Les réseaux sociaux regorgent d’appels au silence, craignant que les liens de l’Afrique du Sud avec l’Iran via les BRICS et ses critiques d’Israël ne provoquent une réaction diplomatique ou militaire américaine.
Les frappes américaines, saluées par le président Donald Trump comme un « succès spectaculaire », ont accru les craintes mondiales d’un conflit plus large.
L’Afrique du Sud, déjà sous le choc des retombées économiques de ses tensions avec les États-Unis, a vu son rand et ses obligations s’effondrer la semaine dernière, sous l’effet de la flambée des prix du pétrole.

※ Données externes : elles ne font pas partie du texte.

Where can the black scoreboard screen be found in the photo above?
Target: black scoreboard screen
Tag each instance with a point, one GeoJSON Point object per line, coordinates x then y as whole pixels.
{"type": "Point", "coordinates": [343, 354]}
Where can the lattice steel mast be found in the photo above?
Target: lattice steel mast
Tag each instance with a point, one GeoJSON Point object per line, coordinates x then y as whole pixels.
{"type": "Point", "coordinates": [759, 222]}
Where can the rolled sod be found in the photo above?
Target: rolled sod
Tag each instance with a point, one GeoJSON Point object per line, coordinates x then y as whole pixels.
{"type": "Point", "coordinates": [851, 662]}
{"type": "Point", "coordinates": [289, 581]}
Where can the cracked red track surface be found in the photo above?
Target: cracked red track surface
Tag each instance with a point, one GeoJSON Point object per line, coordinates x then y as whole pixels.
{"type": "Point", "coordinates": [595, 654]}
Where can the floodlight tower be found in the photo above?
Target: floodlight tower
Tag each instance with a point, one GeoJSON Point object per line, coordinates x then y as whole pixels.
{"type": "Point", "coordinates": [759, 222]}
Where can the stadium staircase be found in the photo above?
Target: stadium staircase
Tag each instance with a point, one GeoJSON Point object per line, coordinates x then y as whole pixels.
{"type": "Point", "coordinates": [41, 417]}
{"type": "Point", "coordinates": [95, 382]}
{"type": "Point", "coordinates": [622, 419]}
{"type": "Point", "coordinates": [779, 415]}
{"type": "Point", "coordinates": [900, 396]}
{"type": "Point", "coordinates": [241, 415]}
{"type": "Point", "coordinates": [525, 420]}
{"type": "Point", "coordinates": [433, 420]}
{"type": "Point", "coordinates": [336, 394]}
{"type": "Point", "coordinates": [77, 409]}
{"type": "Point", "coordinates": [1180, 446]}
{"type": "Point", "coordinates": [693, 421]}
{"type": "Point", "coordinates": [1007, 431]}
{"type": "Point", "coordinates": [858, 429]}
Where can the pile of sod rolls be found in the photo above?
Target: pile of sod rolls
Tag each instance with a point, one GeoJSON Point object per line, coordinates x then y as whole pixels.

La récente initiative de Ramaphosa en faveur d’un dialogue entre Israël et l’Iran, ainsi que la condamnation par l’Afrique du Sud des attaques israéliennes contre les sites nucléaires iraniens, ont alimenté l’inquiétude nationale.
La dépendance de l’Afrique du Sud aux importations de pétrole via le détroit d’Ormuz, désormais menacé de blocus, pourrait faire grimper les prix de l’essence au-delà de 40 rands par litre, affaiblissant encore davantage le rand.